Après deux mois à la maison, la situation est loin d’être idyllique pour les familles. La mère de famille des Géants dit que « c’est compliqué les cours à la maison, avec cinq gamins… » Pareil pour Sofia : « moi, le grand ne veut pas bosser… ». Les cours à la maison peuvent être un supplice aussi bien pour les enfants que pour leurs parents. « Il y a plein de situations familiales différentes, certains gamins ont des parents difficiles. », rappelle Sofia. C’est d’ailleurs un des principaux arguments, notamment du gouvernement, pour une reprise au plus tôt de l’école : les cours à distance creuseraient les inégalités entre les élèves. Le SNUIPP-FSU ne dit pas l’inverse : « Les parents issus des classes aisées ont plus de moyens de faire progresser leurs enfants que les parents de classes populaires, qui cumulent les difficultés, comme l’accès à la nourriture. On est bien conscients de cette difficulté, mais de là à faire une reprise précipitée…» À l’inverse, la réouverture des écoles pourrait créer… plus d’inégalités : « Le refus de certains maires de rouvrir les écoles [329 maires d’Île-de- France ont ainsi demandé à repousser la réouverture, ndlr] va créer des disparités entre les communes, ce qui est une inégalité flagrante. »
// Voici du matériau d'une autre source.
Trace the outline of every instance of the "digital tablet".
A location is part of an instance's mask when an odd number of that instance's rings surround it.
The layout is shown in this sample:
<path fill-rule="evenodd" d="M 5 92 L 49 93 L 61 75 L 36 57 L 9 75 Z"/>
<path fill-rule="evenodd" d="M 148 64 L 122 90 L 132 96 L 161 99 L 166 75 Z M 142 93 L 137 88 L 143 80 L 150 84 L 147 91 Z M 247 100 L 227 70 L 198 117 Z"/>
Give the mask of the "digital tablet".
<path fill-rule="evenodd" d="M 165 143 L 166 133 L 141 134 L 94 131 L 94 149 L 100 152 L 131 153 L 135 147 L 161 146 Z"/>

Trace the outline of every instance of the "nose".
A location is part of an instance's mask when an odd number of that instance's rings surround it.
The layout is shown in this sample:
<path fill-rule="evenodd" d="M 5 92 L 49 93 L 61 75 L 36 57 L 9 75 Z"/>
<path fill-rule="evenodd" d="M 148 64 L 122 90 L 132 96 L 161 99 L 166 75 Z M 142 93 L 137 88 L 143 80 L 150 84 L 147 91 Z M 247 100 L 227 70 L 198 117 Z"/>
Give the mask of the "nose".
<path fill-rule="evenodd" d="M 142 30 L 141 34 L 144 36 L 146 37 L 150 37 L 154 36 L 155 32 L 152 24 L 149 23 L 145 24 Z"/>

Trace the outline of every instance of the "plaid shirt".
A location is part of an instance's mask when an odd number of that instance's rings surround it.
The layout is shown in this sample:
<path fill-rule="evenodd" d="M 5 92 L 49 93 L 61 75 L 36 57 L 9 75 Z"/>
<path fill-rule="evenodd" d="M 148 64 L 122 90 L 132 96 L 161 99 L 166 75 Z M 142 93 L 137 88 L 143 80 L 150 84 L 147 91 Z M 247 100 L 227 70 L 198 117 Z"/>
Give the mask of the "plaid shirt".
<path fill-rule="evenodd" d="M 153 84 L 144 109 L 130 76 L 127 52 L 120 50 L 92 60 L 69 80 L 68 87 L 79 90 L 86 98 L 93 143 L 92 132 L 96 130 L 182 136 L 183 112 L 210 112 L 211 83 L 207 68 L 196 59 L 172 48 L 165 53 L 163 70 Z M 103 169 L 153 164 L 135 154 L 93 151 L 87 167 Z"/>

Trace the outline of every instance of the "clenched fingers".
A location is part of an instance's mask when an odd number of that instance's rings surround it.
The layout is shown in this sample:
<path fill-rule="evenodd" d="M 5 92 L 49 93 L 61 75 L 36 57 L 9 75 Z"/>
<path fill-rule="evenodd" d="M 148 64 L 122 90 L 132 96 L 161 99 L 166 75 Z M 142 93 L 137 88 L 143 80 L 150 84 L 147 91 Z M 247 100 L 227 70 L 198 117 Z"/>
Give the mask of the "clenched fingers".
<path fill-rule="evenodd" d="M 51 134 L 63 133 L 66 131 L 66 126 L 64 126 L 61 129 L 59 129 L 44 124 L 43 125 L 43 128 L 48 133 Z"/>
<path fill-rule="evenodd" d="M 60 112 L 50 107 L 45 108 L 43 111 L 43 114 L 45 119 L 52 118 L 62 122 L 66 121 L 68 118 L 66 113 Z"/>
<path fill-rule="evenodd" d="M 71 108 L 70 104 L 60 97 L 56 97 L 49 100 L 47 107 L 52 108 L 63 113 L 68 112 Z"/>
Pour cette reprise de l’école, sans doute trop tôt, le gouvernement se décharge sur les maires et directeurs d’école : en cas de problème, ils seraient les premiers accusés d’avoir rouvert les écoles. D’ailleurs, des députés et sénateurs de La République en marche ont proposé, le 3 mai, de voter une loi atténuant la responsabilité pénale des maires et des « dépositaires de service public » lors de cette pandémie. Une façon de reconnaître qu’il pourrait y avoir des problèmes.